The album produced two top 10 singles with the title cut reaching No. 1 on the country singles and tracks chart (and the top 40 in the UK singles chart) and "Sweet Music Man" (Rogers' own composition) reaching No. 9. Elsewhere on the album is a song called "Am I Too Late" which was not released as a single, despite Rogers later saying it was one of his favorite songs . Another track "My World Begins and Ends with You" was later recorded by Dave & Sugar, who had a hit single with it in 1979.

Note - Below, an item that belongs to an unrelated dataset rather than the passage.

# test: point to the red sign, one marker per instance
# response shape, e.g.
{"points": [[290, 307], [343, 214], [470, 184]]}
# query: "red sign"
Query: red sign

The album reached No. 2 on the Country charts.

Professional ratings
Review scores
| Source | Rating |
| AllMusic | Star Half star |
| The Rolling Stone Album Guide | Star |

==Track listing==

| No. | Title | Writer(s) | Length |
|---|---|---|---|
| 1. | "Daytime Friends" | Ben Peters | 3:14 |
| 2. | "Desperado" | Don Henley, Glenn Frey | 3:44 |
| 3. | "Rock and Roll Man" | Kenny O'Dell | 2:46 |
| 4. | "Lying Again" | Chips Moman, Larry Butler | 2:41 |
| 5. | "I'll Just Write My Music and Sing My Songs" | Thomas Cain | 2:55 |
| 6. | "My World Begins and Ends with You" | Larry Keith, Steve Pippin | 2:43 |
| 7. | "Sweet Music Man" | Rogers | 4:16 |
| 8. | "Am I Too Late" | Keith, Jim Hurt | 3:31 |
| 9. | "We Don't Make Love Anymore" | Rogers, Marianne Gordon | 3:51 |
| 10. | "Ghost of Another Man" | Frank Dycus, George Richey, Roger Bowling | 2:57 |
| 11. | "Let Me Sing for You" | Casey Kelly, Julie Didier | 4:39 |

==Personnel==
- Kenny Rogers – lead vocals
- Bobby Wood, Charles Cochran, Edgar Struble, Gene Golden (on tracks 2 and 5), Hargus "Pig" Robbins, Steve Glassmeyer – keyboards
- Shane Keister – Moog synthesizer (on track 7)
- Billy Sanford, David Kirby, Jerry Shook (on track 9), Jimmy Capps, Jimmy Colvard (on track 1), Johnny Christopher (on track 2), Larry Keith, Reggie Young (on track 1), T.G. Engel – guitars
- Pete Drake – steel guitar
- Joe Osborn, Mike Leech (on track 1) – bass guitar
- Tommy Allsup – six-string bass guitar
- Bob Moore – upright bass (on track 9)
- Bobby Daniels (on track 2), Jerry Carrigan, Kenny Malone – drums
- Brenton Banks, Byron Bach, Carl Gorodetzky, Gary Vanosdale, George Binkley, Lennie Haight, Marvin Chantry, Pam Sixfin, Roy Christensen, Sheldon Kurland, Stephanie Woolf, Steven Smith, Willi Lehmann – strings
- Bill Justis – string arrangements (on tracks 2, 7, 9)
- Bergen White, Bobby Daniels, Buzz Cason, Don Gant, Gene Golden, Johnny MacRae, The Jordanaires (on track 4), Larry Keith, Randy Rogers, Sandy Rogers, Steve Glassmeyer, Steve Pippin – backing vocals

Production
- Producer – Larry Butler
- Engineers – Harold Lee and Billy Sherrill
- Remix – Billy Sherrill
- Recorded at American Studios and Jack Clement Recording Studios (Nashville, TN).
- Mastered by Bob Sowell at Master Control (Nashville, TN).
- Art Direction – Ria Lewerke
- Design – Bill Burks
- Photography – Gary Regester

==Charts==

===Weekly charts===

| Chart (1977–1978) | Peak position |
|---|---|
| Canada Top Albums/CDs (RPM) | 41 |
| US Billboard 200 | 39 |
| US Top Country Albums (Billboard) | 2 |

===Year-end charts===

| Chart (1977) | Position |
|---|---|
| US Top Country Albums (Billboard) | 22 |

| Chart (1978) | Position |
|---|---|
| US Top Country Albums (Billboard) | 16 |

==Certifications==

| Region | Certification | Certified units/sales |
| Canada (Music Canada) | Gold | 50,000^{^} |
| United States (RIAA) | Platinum | 1,000,000^{^} |
^{^} Shipments figures based on certification alone.